Les pilules donnent l’espoir d’une performance améliorée mais les médicaments échouent dans la promesse de guérison. Angoisse. Perdre son job à cause d’une maladie signifie invariablement un atterrissage forcée dans la zone. La maladie dégénérative guette, le taux de chômage a atteint son acmé et le tupperware ne fait plus l’objet des réunions conviviales où s’échangeait la recette du pudding à l’ananas. Il n’y a plus de vert, de feuilles, de paysages naturels, de matière organique hors mis cet Homo sapiens survivant d’on ne sait quelle fission de l’évolution l’ayant ségrégué du reste du monde vivant.

L’eau n’est plus potable. C’est une multinationale qui assume son retour à la pureté (ce qu’elle dit…). Traduisez: ce qui était présent naturellement dans les nappes nécessite aujourd’hui un traitement infiniment complexe pour retrouver sa valeur fondamentale nécessaire aux êtres dotés d’ADN, c’est à dire nous, le mille-patte, le bonsaï-ficus ou le rhinocéros laineux. Cette oligopole est le théâtre de l’intrigue où les postes de pouvoir sont convoités comme les lions convoitent une antilope à terre, où les performances sont contrôlées en temps réel, et les pauses déjeuner minutées à la manière de la cuisson de l’œuf coque. Dans la zone, inutile d’imaginer que l’eau potable n’est qu’une denrée rare dont le manque est comblé par la vente au marché noir d’une drogue magique qui permet de neutraliser la soif.

Mais surprise. Suite à la libération d’un haut fonctionnaire, la première ministre (car attention on féminise les titres, summum de l’anticipation) annonce qu’elles va créer 10000 emplois pour que les zonards puissent se payer eux aussi les faveurs de la ville. Mais la sélection va être rude et l’ensemble des candidats à ces postes de «solidaires» devra se frotter aux tortues ninja qui pilotent l’opération comme s’ils avaient une armée de chien enragés à contrôler. Cela nous paraît d’une outrance sans nom mais n’est-ce pas plus tard que la semaine passée que j’ai vu cette vidéo d’une militante de 74 ans se faisant plaquée au sol par 4 CRS pour avoir déplacé une barrière? J’ai rêvé, n’est-ce pas? Sous couvert de l’ordre publique, ces individus seraient capables de retourner les coudes et les poignées d’une personne (notre amie? notre mère? notre grand-mère?) déjà jugulée par la main poilue d’un super-policier. Non, allons donc j’exagère toujours!

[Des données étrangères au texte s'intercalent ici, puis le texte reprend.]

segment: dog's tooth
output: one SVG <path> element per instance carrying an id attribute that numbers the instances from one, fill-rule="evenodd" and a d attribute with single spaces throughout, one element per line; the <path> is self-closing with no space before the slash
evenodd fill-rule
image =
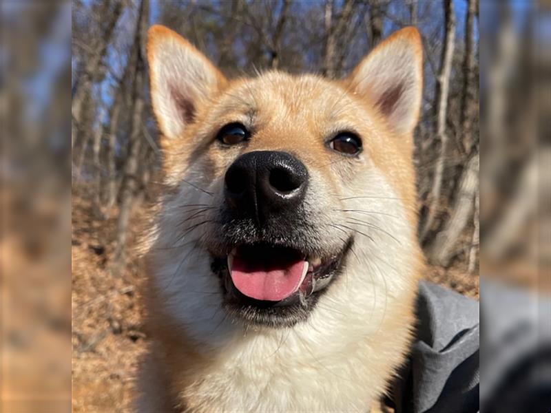
<path id="1" fill-rule="evenodd" d="M 302 268 L 302 275 L 300 277 L 300 284 L 304 280 L 306 273 L 308 273 L 308 267 L 309 264 L 307 261 L 304 261 L 304 266 Z"/>
<path id="2" fill-rule="evenodd" d="M 229 254 L 228 254 L 228 271 L 230 273 L 231 273 L 231 265 L 233 264 L 233 251 L 231 251 L 229 253 Z"/>

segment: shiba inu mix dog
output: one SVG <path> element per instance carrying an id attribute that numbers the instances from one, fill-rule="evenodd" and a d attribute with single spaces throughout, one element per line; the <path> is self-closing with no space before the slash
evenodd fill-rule
<path id="1" fill-rule="evenodd" d="M 227 80 L 162 26 L 147 54 L 167 190 L 138 411 L 368 410 L 407 354 L 423 265 L 417 31 L 338 81 Z"/>

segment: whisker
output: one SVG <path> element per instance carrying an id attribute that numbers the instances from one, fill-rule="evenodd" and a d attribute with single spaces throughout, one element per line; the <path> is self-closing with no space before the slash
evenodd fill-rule
<path id="1" fill-rule="evenodd" d="M 191 182 L 190 182 L 189 181 L 187 181 L 187 180 L 185 180 L 185 179 L 182 179 L 182 180 L 181 180 L 183 182 L 184 182 L 184 183 L 185 183 L 185 184 L 187 184 L 188 185 L 191 185 L 191 187 L 194 187 L 194 188 L 195 188 L 196 189 L 198 189 L 198 190 L 199 190 L 199 191 L 200 191 L 201 192 L 204 192 L 204 193 L 206 193 L 207 195 L 210 195 L 210 196 L 214 196 L 214 194 L 212 192 L 209 192 L 209 191 L 207 191 L 206 189 L 202 189 L 202 188 L 201 188 L 200 187 L 198 187 L 197 185 L 196 185 L 195 184 L 192 184 L 192 183 L 191 183 Z"/>
<path id="2" fill-rule="evenodd" d="M 377 199 L 377 200 L 395 200 L 403 201 L 404 198 L 393 198 L 388 196 L 349 196 L 344 198 L 340 198 L 340 201 L 346 201 L 348 200 L 360 200 L 360 199 Z"/>
<path id="3" fill-rule="evenodd" d="M 354 232 L 355 232 L 355 233 L 359 233 L 359 234 L 360 234 L 360 235 L 364 235 L 364 237 L 368 237 L 368 238 L 369 238 L 369 240 L 371 240 L 371 241 L 374 241 L 374 240 L 373 240 L 373 237 L 371 237 L 371 236 L 370 236 L 370 235 L 368 235 L 367 234 L 366 234 L 366 233 L 362 233 L 362 231 L 358 231 L 358 230 L 357 230 L 357 229 L 354 229 L 354 228 L 351 228 L 350 226 L 346 226 L 346 225 L 344 225 L 344 224 L 337 224 L 337 225 L 338 225 L 339 226 L 342 226 L 342 227 L 344 227 L 344 228 L 346 228 L 346 229 L 349 229 L 350 231 L 353 231 Z"/>
<path id="4" fill-rule="evenodd" d="M 380 212 L 378 211 L 368 211 L 366 209 L 333 209 L 333 211 L 341 211 L 342 212 L 355 212 L 356 213 L 363 213 L 365 215 L 371 215 L 371 214 L 377 214 L 377 215 L 384 215 L 388 217 L 392 217 L 393 218 L 398 218 L 395 215 L 392 215 L 391 213 L 386 213 L 386 212 Z"/>
<path id="5" fill-rule="evenodd" d="M 380 231 L 382 233 L 386 234 L 386 235 L 388 235 L 388 236 L 389 236 L 391 238 L 392 238 L 393 240 L 394 240 L 395 241 L 396 241 L 396 242 L 397 242 L 398 244 L 399 244 L 400 245 L 402 245 L 402 242 L 400 242 L 398 240 L 398 239 L 397 239 L 396 237 L 395 237 L 394 235 L 392 235 L 391 233 L 390 233 L 389 232 L 387 232 L 387 231 L 384 231 L 384 230 L 382 228 L 381 228 L 380 226 L 377 226 L 377 225 L 375 225 L 374 224 L 371 224 L 371 223 L 370 223 L 370 222 L 365 222 L 365 221 L 362 221 L 362 220 L 358 220 L 357 218 L 353 218 L 353 217 L 349 217 L 349 219 L 350 219 L 350 220 L 354 220 L 355 221 L 356 221 L 356 222 L 355 222 L 355 223 L 356 223 L 356 224 L 357 224 L 358 225 L 363 225 L 364 226 L 367 226 L 368 228 L 371 228 L 371 229 L 375 229 L 375 230 L 376 230 L 376 231 Z M 355 223 L 355 222 L 349 222 L 349 221 L 347 221 L 347 222 L 348 222 L 349 224 L 353 224 Z"/>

Dans la zone, la résistance s’organise en cachette des autres zonards. On les nomme activistes. Ils sont pas forcément bien vus par leurs confrères et consœurs zonard-e-s puisque ces derniers rêvent parfois de rejoindre les rangs de la ville, de pouvoir s’offrir des costumes sur mesure et des parfums de luxe. Les activistes ont piraté les réseaux, séquestré des dirigeants, placé des espions et organisé une société parallèle. A ce stade de la série, un chapelé de mot atterrissent sur la bouche de mon voisin qui regarde comme moi en replay et à ses heures perdue la série: OTRO MUNDO ES POSSIBLE. Pour ma part, j’écarquille les yeux devant l’évidence: TREPALIUM n’est rien d’autre que l’éviscération de notre société moderne, le spectacle d’une chirurgie délicate et didactique destiné à nous montrer son fonctionnement de l’intérieur. Et j’ai beau me creuser la cervelle, mobiliser toute la bonne volonté qui m’habite, ladite anticipation de cette série ne dépasse pas le stade du fantasme.